Gerimis hujan disertai udara dingin yang mulai terasa, hiruk pikuk suara kendaraan tak membuat aku bergeming sama sekali dari atas tempat tidur. tubuh yang meringkuk,air mata yang mengalir, bantal yang di peluk erat serta latar dinding yang kosong. sungguh ini sangatlah hampa.

Tubuhku sangat teramat berat isi kepalaku semakin berisik, aku memang tak melakukan apa-apa hanya terdiam berbaring bagai orang tak bernyawa di atas tempat tidur tapi sangat terasa leleh yang ingin aku lakukan hanya tidur tidur dan tidur.
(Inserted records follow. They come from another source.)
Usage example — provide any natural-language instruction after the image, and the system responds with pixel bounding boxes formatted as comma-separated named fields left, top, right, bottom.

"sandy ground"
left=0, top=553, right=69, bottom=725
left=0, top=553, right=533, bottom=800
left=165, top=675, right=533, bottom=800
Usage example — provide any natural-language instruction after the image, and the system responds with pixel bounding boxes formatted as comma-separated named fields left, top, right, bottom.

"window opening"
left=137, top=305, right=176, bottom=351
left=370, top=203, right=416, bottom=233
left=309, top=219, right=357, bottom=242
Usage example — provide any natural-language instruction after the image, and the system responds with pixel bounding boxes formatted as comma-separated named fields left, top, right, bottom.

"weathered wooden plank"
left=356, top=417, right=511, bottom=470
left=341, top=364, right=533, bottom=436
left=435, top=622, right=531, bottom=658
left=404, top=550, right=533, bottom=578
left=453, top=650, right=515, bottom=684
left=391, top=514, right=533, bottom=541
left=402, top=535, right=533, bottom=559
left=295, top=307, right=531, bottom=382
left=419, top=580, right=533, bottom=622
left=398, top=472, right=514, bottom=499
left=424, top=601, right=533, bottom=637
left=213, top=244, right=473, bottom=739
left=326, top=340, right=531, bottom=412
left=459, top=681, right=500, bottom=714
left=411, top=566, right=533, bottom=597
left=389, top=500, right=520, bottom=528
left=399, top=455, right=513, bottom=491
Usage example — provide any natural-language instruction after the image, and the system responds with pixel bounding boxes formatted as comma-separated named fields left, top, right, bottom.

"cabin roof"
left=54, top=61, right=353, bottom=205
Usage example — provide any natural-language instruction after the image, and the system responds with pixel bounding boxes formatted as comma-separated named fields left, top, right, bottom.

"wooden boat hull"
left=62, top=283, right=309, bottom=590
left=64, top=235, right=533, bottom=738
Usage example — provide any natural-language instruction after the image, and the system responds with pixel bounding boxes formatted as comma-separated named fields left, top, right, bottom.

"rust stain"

"MARNISAAAAAAAAA, keluar dari kamar kamu!! apasih mau kamu !" bahkan teriakan ini tidak membuat aku bergeming sama sekali.
"TERUS AJA SEPERTI ITU. MATI-MATI LAH KAMU. NYUSAHAIN BANGET. MANJA-MANJA NGAK GUNA KAMU!"
Teriakan itu semakin menjadi-jadi bagai toah masjid yang bergema, mengkin didengar sama para tetangga juga.

Bruakkk.....
Pintu kamarku di buka dengan sangat keras. Seraut wajah penuh Amarah, memegang seruas bambu dengan panjang sekitar satu meter. Melangkah kearahku.

Pak....pak...pak...
Kayu itu dihantampakan ke bagian betis kaki ku. Tubuhku seakan mati rasa dan ingin berteriak terus saja jangan berhenti hingga aku mati.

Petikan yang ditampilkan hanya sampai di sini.